Today's puny sales of movie and TV downloads makes one wonder: Why are striking members of the Writers Guild of America so intent on getting a cut of Internet profits?
Only about $20 million worth of movies were sold online last year, according to Parks Associates, a Dallas-based research firm. Compare that with $9.5 billion in theater tickets, $16.3 billion in DVD sales and $7.4 billion in DVD rental revenue.
But the entertainment giants have proclaimed that the future lies online and are acting accordingly -- posting videos on the Web and striking deals to speed digital distribution through such retailers as Amazon.com and Blockbuster Inc. and fresh faces like Hulu.com, which streams shows from NBC Universal, News Corp. and others.
Estimates for how quickly the market will grow can vary greatly. Movie download revenue should rise to $1.8 billion by 2011, said Parks principal analyst Kurt Scherf. Streaming video that includes advertising is likely to be even bigger.
"The real winners from the writers holding out are the people in five or seven years," said analyst Laura Martin of Soleil/Media Metrics.
Exactly how entertainment will be delivered in the future is a matter of speculation. "In 10 years, there will be a monitor on the wall in the family room, and it will be connected to a box -- maybe an Xbox, maybe something else -- and I'm going to watch [content] on demand," said Richard Wolpert, an L.A. investor and former chief of strategy at RealNetworks Inc. "That's not going to be delivered over cable, it's going to come over Internet protocol."
Bypassing broadcast and cable delivery could wipe out a big chunk of residuals that writers now collect when their material is rerun. Wolpert said that explains why the writers are so intent on staking a claim to all new modes of transport into the home.
At the moment, technical hurdles are delaying such a transition. For instance, Apple Inc.'s Apple TV, which allows people to capture entertainment on their PC and ship it to their TV for viewing, hasn't changed the world the way the iPod did. That's partly because consumers don't want another box in their living rooms.

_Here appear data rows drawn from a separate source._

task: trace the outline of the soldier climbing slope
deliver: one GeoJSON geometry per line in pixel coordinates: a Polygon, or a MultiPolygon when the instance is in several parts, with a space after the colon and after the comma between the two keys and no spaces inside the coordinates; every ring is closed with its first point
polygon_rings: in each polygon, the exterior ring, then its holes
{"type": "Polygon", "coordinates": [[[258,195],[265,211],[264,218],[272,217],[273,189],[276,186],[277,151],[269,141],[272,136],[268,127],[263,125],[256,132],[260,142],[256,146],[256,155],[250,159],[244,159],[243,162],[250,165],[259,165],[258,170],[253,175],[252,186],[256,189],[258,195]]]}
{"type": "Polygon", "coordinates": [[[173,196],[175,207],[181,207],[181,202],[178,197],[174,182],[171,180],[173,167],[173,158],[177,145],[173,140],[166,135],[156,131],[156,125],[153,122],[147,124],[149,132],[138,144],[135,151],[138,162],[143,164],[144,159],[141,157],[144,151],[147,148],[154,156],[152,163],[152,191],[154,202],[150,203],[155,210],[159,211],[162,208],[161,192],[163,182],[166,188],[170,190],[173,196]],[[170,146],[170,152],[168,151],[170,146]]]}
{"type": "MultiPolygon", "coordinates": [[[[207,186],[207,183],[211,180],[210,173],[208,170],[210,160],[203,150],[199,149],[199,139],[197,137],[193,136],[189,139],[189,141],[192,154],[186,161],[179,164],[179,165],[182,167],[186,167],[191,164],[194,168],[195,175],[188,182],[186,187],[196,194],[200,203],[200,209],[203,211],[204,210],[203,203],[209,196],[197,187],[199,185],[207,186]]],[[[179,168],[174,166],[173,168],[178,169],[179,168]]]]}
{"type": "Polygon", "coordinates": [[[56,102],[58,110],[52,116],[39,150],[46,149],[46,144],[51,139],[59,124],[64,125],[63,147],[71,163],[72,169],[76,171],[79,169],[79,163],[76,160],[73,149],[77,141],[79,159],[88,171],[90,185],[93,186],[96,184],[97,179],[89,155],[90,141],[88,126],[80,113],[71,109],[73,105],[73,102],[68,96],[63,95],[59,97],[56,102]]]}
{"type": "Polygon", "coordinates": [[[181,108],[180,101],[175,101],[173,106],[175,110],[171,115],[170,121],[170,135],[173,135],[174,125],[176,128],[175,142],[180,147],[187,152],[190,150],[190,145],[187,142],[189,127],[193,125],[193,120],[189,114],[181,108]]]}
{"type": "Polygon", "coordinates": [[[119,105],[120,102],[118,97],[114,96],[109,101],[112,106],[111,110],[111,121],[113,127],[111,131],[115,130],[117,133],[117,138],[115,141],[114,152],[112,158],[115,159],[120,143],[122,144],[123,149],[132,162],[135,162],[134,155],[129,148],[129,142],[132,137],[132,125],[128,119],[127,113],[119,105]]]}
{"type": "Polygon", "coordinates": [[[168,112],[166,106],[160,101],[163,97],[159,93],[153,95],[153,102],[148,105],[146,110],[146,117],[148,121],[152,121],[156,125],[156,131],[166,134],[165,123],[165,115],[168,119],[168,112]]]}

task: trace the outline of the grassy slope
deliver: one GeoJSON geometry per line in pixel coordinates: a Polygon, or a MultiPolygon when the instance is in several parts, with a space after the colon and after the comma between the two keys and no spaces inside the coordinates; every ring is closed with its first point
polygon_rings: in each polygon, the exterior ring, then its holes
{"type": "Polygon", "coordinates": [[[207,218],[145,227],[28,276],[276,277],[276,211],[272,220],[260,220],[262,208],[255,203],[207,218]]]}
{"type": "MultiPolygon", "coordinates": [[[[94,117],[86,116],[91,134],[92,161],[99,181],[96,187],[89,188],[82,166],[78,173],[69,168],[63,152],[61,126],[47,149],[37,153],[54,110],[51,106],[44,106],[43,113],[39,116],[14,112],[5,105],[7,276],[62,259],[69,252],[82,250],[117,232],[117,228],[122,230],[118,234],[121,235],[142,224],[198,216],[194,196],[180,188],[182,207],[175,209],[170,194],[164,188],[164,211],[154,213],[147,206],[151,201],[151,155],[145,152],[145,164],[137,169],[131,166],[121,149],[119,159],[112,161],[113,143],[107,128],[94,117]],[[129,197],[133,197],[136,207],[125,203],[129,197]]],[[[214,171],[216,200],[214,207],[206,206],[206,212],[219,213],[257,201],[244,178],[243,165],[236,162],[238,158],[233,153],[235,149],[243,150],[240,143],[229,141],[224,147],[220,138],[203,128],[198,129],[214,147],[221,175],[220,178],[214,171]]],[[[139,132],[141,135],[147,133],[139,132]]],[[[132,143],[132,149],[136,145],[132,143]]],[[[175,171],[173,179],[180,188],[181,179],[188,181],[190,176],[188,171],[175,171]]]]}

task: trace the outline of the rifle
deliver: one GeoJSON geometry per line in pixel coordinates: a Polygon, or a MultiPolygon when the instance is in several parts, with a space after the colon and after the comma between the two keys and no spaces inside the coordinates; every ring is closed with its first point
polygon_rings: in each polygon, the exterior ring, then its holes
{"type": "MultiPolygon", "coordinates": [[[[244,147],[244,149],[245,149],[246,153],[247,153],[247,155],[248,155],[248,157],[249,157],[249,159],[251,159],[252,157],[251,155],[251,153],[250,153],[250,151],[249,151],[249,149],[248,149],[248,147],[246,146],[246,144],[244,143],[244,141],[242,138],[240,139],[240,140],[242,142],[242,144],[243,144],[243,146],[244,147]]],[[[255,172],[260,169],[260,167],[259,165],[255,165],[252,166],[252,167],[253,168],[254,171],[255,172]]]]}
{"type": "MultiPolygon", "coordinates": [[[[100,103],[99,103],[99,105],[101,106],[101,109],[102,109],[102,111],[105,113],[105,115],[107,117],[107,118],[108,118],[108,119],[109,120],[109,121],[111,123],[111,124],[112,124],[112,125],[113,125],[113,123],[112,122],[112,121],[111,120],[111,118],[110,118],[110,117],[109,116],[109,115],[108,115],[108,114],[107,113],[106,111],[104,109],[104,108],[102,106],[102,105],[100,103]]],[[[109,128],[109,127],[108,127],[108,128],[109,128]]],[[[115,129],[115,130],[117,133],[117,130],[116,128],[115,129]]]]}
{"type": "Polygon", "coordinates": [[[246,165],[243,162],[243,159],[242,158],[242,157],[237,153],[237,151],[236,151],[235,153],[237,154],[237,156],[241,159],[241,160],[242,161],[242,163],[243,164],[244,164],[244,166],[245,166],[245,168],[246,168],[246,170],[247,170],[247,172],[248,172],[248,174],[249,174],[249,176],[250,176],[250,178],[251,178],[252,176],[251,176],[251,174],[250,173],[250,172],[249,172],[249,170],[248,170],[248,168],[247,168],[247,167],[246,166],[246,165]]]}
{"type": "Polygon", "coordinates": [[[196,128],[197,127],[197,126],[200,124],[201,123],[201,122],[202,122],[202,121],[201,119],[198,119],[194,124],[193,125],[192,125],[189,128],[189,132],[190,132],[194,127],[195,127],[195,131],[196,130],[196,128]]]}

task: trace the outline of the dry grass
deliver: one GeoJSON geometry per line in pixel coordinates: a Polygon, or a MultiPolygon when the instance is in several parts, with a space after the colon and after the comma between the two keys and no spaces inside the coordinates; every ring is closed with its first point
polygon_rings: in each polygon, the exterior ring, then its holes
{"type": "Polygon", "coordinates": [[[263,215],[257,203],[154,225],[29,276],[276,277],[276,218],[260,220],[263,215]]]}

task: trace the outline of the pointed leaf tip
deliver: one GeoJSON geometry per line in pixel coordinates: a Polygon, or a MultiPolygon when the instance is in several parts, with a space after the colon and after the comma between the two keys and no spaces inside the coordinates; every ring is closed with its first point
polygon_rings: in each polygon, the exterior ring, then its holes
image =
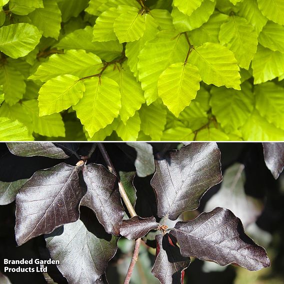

Eventually, though, such barriers may fall. "Consumers would rather watch on their own schedules," Wolpert said, adding that personal video recorders "are just a place-holder technology" until Internet connection speeds surge and the networks and studios put their vast libraries of TV shows and movies online.
About 30% of the people who have both high-speed Internet hook-ups and cable or satellite TV say they would consider scrapping their pay-TV service if they could get the shows they want online, according to a survey by research firm In-Stat.
"We were surprised at the number -- we thought it would be about 5%," said In-Stat principal analyst Gerry Kaufhold.